Trojaner. Kriminalistisch war es ein spektakulärer Erfolg: Erstmals im Jahr 2017 stellten französische Ermittler fest, dass Drogendealer für ihre Geschäfte besonders verschlüsselte Krypto-Handys der Marke EncroChat nutzten. Mit spezieller Soft- und Hardware ermöglichten diese Mobiltelefone auf einem in Roubaix stationierten Server eine abhörsichere Ende-zu-Ende-Verschlüsselung. Mit Genehmigung mehrerer Gerichte entwickelte die dortige Polizei gemeinsam mit niederländischen Kriminalisten eine Trojaner-Software, die sie über ein simuliertes Update auf die Geräte der Nutzer in 122 Ländern – darunter 4.600 in Deutschland – aufspielten. Im ersten Halbjahr 2020 konnten sie damit die übermittelten Texte und Bilder, die Gerätenummern und jeweiligen Standorte sowie – falls noch nicht gelöscht – den Handyspeicher auslesen. Bei einer Konferenz der europäischen Justizbehörde Eurojust boten die Fahnder aus den beiden Ländern anderen Staaten den Zugriff auf die Erkenntnisse via Europol an. Auch das BKA und die Generalstaatsanwaltschaft Frankfurt a.M. griffen zu und leiteten Strafverfahren gegen einige Anwender ein, nachdem französische Ermittlungsrichter ihre Genehmigung erteilt hatten.

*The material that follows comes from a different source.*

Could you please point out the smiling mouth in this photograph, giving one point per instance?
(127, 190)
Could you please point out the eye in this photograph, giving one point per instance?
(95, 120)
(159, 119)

Das (nunmehrige) Landgericht Berlin I hat massive Zweifel an der Verwertbarkeit der Ergebnisse und hat die EncroChat-Beweismittel schon einmal verworfen (NStZ 2021, 696). Nun lautet ihr Argument: Die deutschen Staatsanwälte hätten keine Europäische Ermittlungsanordnung (EEA) verfügen dürfen. Zudem gewährten die deutschen und europäischen Behörden nur begrenzt Akteneinsicht; Paris berief sich sogar auf das Militärgeheimnis. In ihrer Vorlage an den EuGH schreibt es, nur wegen dieser unzureichenden Kenntnisse hätten diverse deutsche OLG eine ohne hiesige Veranlassung erfolgte Übermittlung der abgeschöpften Daten angenommen und zugelassen – ebenso wie der BGH (NJW 2022, 1539). Es geht um einen Angeklagten, der mit rund 188 kg Marihuana und 3,25 kg Kokain gehandelt haben soll. Die Europarichter verhandelten über den Fragenkatalog im vergangenen Juli (NJW-aktuell H. 27/2023, 6). Generalanwältin Tamara Ćapeta hatte da äußerst wenige Bedenken. Ihr Tenor: „Eine Staatsanwaltschaft kann eine EEA zur Übermittlung von Beweismitteln, die bereits in einem anderen Mitgliedstaat erhoben wurden, erlassen. Dies ist der Fall, wenn nach dem für diese Staatsanwaltschaft geltenden nationalen Recht in einem vergleichbaren innerstaatlichen Fall eine Übermittlung angeordnet werden kann. In einem solchen Fall darf die Behörde, die eine EEA erlässt, die Rechtmäßigkeit der Erhebung dieser Beweismittel im Vollstreckungsmitgliedstaat nicht prüfen.“ Die Anwaltschaft sieht das naturgemäß deutlich anders: „In der Gesamtschau ist daher von einem Verwertungsverbot für die erlangten EncroChat-Daten auszugehen“, befanden Angelina Gebhard und Reinhart Michalke (NJW 2022, 655). Die Luxemburger Richter sprechen am 30.4. ihr Urteil.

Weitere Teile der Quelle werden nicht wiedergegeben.